Fixes: CVE-2018-1118
Cc: stable@vger.kernel.org
Reported-by: Kevin Easton <kevin@guarana.org>
Signed-off-by: Michael S. Tsirkin <mst@redhat.com>
Reported-by: syzbot+87cfa083e727a224754b@syzkaller.appspotmail.com
Signed-off-by: Michael S. Tsirkin <mst@redhat.com>
---
drivers/vhost/vhost.c | 3 +++
1 file changed, 3 insertions(+)
diff --git a/drivers/vhost/vhost.c b/drivers/vhost/vhost.c
index f0be5f35ab28..9beefa6ed1ce 100644
--- a/drivers/vhost/vhost.c
+++ b/drivers/vhost/vhost.c
@@ -2345,6 +2345,9 @@ struct vhost_msg_node *vhost_new_msg(struct vhost_virtqueue *vq, int type)
struct vhost_msg_node *node = kmalloc(sizeof *node, GFP_KERNEL);
if (!node)
return NULL;
+
+ /* Make sure all padding within the structure is initialized. */
+ memset(&node->msg, 0, sizeof node->msg);
node->vq = vq;
node->msg.type = type;
return node;
From cfecc2918d2b3c5e86ff1a6c95eabbbb17bb8fd3 Mon Sep 17 00:00:00 2001
From: Tiwei Bie <tiwei.bie@intel.com>
Date: Fri, 1 Jun 2018 12:02:39 +0800
Subject: [PATCH 3/4] virtio_pci: support enabling VFs
There is a new feature bit allocated in virtio spec to
support SR-IOV (Single Root I/O Virtualization):
https://github.com/oasis-tcs/virtio-spec/issues/11
This patch enables the support for this feature bit in
virtio driver.
Signed-off-by: Tiwei Bie <tiwei.bie@intel.com>
Signed-off-by: Michael S. Tsirkin <mst@redhat.com>
---
drivers/virtio/virtio_pci_common.c | 30 ++++++++++++++++++++++++++++++
drivers/virtio/virtio_pci_modern.c | 14 ++++++++++++++
include/uapi/linux/virtio_config.h | 7 ++++++-
3 files changed, 50 insertions(+), 1 deletion(-)

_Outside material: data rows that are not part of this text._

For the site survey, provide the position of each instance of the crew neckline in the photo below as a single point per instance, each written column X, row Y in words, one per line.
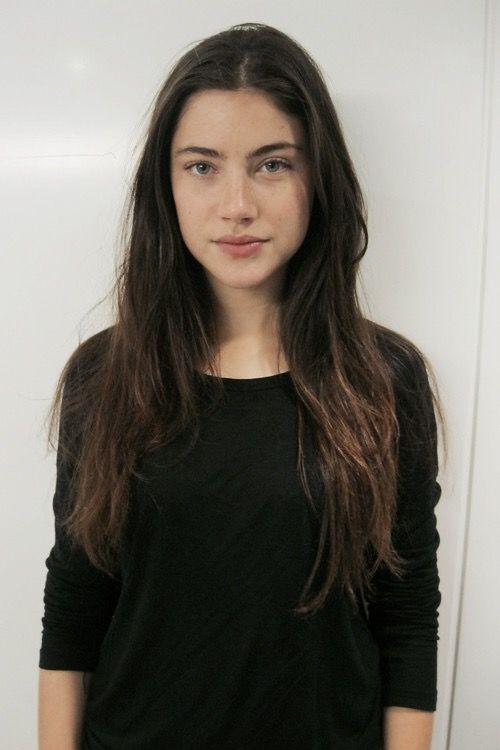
column 250, row 384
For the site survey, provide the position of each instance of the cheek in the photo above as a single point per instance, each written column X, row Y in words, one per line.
column 297, row 205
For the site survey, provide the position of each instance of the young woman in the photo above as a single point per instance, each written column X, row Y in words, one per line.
column 245, row 551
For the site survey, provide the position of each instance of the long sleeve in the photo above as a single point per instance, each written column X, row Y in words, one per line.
column 79, row 600
column 404, row 612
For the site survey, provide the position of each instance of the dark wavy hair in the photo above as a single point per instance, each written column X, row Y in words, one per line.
column 134, row 385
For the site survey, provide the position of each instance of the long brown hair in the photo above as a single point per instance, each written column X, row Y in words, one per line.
column 134, row 385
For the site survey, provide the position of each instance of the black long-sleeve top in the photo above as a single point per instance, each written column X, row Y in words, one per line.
column 194, row 646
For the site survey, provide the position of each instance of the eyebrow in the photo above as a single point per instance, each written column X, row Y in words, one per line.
column 258, row 152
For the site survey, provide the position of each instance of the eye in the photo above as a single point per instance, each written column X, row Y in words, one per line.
column 189, row 167
column 280, row 162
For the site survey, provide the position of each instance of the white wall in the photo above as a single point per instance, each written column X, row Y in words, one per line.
column 408, row 78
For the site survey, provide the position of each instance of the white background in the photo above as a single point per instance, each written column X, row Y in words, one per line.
column 416, row 85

diff --git a/drivers/virtio/virtio_pci_common.c b/drivers/virtio/virtio_pci_common.c
index 48d4d1cf1cb6..1d4467b2dc31 100644
--- a/drivers/virtio/virtio_pci_common.c
+++ b/drivers/virtio/virtio_pci_common.c
@@ -577,6 +577,8 @@ static void virtio_pci_remove(struct pci_dev *pci_dev)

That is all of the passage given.